# Welche Pumpe für meine Wasserkühlung?



## ein1Stein (1. November 2008)

*Welche Pumpe für meine Wasserkühlung?*

Ich habe im Moment eine Hydor L20 und ich bin absolut unzufrieden. Sie macht trotz Entkopplung und trotz Flügelradmod einen Lärm! Und das obwohl bei Aquatuning die Pumpe mit "Laufruhe: leiser Betrieb" angegeben wird. Ich möchte mich somit nicht mehr mit Herstellerangaben zufrieden geben. Und das mit der Förderleistung mit 700L/H scheint ja auch unrealistisch, wenn man beachtet, dass die Eheim 1046 mehr schafft, obwol hier die Förderleistung mit 300L/H angageben wird.

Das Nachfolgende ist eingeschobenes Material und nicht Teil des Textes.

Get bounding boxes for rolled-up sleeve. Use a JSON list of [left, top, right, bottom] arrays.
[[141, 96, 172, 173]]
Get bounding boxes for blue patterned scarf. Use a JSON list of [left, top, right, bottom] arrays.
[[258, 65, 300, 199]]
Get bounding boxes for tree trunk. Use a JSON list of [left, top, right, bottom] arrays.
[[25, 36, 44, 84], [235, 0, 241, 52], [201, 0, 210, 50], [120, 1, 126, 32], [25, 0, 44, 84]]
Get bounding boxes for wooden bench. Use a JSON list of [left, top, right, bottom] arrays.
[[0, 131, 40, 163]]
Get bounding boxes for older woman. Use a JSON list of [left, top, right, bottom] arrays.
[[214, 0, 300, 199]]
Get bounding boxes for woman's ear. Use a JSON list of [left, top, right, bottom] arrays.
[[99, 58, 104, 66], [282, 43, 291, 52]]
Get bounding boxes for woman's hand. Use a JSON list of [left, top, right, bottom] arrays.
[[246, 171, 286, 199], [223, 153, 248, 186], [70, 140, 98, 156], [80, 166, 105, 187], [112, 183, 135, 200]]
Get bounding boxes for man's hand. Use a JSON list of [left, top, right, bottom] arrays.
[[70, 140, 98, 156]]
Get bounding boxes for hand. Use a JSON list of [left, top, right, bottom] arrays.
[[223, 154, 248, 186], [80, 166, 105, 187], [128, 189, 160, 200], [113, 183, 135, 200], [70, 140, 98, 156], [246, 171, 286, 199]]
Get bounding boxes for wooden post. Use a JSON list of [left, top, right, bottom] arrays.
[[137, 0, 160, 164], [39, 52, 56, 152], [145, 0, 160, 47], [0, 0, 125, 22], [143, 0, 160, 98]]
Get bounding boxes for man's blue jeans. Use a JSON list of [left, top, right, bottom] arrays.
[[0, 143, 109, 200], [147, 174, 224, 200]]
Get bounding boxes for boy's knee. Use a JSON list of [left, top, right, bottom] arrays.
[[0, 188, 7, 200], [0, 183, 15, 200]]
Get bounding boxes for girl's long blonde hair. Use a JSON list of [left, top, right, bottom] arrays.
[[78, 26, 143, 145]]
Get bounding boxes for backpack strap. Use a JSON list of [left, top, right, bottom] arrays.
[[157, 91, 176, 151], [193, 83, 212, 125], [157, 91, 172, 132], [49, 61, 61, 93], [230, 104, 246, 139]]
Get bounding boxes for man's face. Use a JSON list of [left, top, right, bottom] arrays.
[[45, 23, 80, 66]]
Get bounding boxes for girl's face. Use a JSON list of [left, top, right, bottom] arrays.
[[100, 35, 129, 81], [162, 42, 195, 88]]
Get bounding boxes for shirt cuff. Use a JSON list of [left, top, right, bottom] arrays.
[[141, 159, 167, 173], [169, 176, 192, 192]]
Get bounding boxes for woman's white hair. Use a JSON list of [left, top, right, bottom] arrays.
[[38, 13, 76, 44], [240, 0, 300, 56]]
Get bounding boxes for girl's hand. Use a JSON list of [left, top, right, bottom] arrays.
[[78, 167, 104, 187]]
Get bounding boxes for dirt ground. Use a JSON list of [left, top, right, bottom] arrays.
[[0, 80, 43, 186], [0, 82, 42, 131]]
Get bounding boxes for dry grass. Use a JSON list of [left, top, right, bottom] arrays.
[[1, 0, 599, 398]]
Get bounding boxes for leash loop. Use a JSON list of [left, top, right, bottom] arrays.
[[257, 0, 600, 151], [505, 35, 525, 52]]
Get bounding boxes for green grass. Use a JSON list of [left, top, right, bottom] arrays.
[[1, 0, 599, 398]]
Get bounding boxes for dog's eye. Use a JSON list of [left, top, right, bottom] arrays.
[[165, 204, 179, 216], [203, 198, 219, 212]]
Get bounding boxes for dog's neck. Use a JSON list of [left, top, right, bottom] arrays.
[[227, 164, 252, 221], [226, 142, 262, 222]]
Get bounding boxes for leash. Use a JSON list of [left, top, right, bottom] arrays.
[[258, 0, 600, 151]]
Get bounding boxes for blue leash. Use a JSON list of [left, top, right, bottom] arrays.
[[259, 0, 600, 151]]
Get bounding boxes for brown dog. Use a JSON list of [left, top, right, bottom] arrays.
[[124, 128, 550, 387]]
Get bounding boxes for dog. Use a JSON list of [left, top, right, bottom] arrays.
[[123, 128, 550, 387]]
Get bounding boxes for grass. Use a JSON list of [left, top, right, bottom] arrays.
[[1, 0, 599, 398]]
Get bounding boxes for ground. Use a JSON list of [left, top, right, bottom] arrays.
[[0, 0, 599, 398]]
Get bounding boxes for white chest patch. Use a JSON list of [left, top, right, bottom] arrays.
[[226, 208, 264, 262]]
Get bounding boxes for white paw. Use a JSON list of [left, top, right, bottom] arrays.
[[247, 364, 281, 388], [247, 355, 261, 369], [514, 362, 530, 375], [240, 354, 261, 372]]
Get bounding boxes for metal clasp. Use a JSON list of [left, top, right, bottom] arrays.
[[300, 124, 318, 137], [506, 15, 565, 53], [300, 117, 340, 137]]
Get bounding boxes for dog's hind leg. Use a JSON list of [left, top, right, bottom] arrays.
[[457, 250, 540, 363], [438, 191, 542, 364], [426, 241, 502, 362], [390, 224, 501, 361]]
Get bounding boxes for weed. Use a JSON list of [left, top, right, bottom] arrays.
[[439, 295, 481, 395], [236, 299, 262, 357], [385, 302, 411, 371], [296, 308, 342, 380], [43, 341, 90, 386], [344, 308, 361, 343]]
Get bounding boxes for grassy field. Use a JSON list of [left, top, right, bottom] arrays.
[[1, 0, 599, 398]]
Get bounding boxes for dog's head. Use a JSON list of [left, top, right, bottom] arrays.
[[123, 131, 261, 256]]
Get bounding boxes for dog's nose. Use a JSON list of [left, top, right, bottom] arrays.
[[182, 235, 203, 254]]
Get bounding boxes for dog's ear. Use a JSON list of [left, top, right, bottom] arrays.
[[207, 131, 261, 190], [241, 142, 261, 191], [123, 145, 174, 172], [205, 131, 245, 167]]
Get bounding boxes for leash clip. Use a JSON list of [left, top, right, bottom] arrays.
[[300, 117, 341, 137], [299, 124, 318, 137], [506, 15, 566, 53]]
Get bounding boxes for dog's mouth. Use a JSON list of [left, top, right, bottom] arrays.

Meine verbauten Komponenten: 
*CPU*: MagiCool Copper  (AMD Athlon 3500+)
*Northbridge*: OC-Labs MonoBlock MB-C3 Chipsatz                   
*Radiator*: MagiCool Copper Radiator III (360)
*AGB*: Fass - O - Matic

Die Pumpe sollte "aufwärtskompitabel" sein, da ich u.U in Zukunft die

GPU: Nvidia 7600 GT 
mitkühlen möchte.

Welche Pumpe ist denn nun sinvoll? 
Eheim 1046/1048
Laing DDC
Aquastream XT
Innovatek  (Eheim) HPPS 

ich  habe auch schon an die
*Magicool Station Bundle G1/4 12V*                   gedacht...

230 /12 v ist mir relativ egal, wobei ich aber eine 12V Pumpebevorzugen würde.

Ich habe nicht vor zu übertakten, möchte im Officebetrieb meinen Computer nicht mehr hören!


----------



## nemetona (1. November 2008)

*AW: Welche Pumpe für meine Wasserkühlung?*

Von der Leistung her bin ich mit meiner Aquastream XT Ultra absolut zufrieden.
Sie steht bei mir auf einen Reststück Dämmmatte, und ist damit nicht wahrnehmbar.
Als kleines Extra hat sie einen Tempssensor, ne Lüftersteuerung, Durchflussmesser kann angeschlossen werden und alles ist über die Aquasuite auslese und steuerbar.
Ich find das Ding gut


----------



## bundymania (1. November 2008)

*AW: Welche Pumpe für meine Wasserkühlung?*

eine kleine XSPC Pumpstation würde ausreichen -> ab 35 €
Leise und per Lüftersteuerung regelbar!

Wasserkühlung, Pumpen, XSPC Pumpen: XSPC - A-C-Shop

sehr gut und leise und mit mehr Power als eine XSPC 400 wäre:

Wasserkühlung, Pumpen, Danger Den: Danger Den - A-C-Shop

http://extreme.pcgameshardware.de/wasserkuehlung/27053-lesertest-danger-den-cpx-1-12v-pumpe.html


----------



## ruyven_macaran (1. November 2008)

*AW: Welche Pumpe für meine Wasserkühlung?*



ein1Stein schrieb:


> Welche Pumpe ist denn nun sinvoll?
> Eheim 1046



Günstig, stark genug für deine Kühler auswahl, leiseste Pumpe am Markt (schlecht entkoppelt aber trotzdem nicht leise)



> 1048



Stärker (braucht man nicht unbedingt), lauter, virbriert noch stärker. Vermutlich nicht stärker als ne DDC.



> Laing DDC



deutlich stärker, n bissl lauter, kompakter



> Aquastream XT



Eheim1046 mit 12v-Anschluss, die sich bei Bedarf um mehr als 100% übertakten lässt und dann fast an die Laing rankommt.
Ob mans brauch, muss man selbst wissen - in sachen Lautstärke kommt sie der DDC dann auch sehr nah.
Alternativ kann man sogar runtertackten, wenn einem 0,1°C Unterschiede nicht so wichtig und l/h Unterschiede ohne nenneswerte Temperatur-Auswirkugnen vollkommen egal sind.



> Innovatek  (Eheim) HPPS



Das gleiche in grün äh blau. Steuerung erfolgt hier aber mittels lötbrücke, nicht Software, und der Regelbereich ist geringer. (Untertackten gar nicht, Übertackten ~40% weniger)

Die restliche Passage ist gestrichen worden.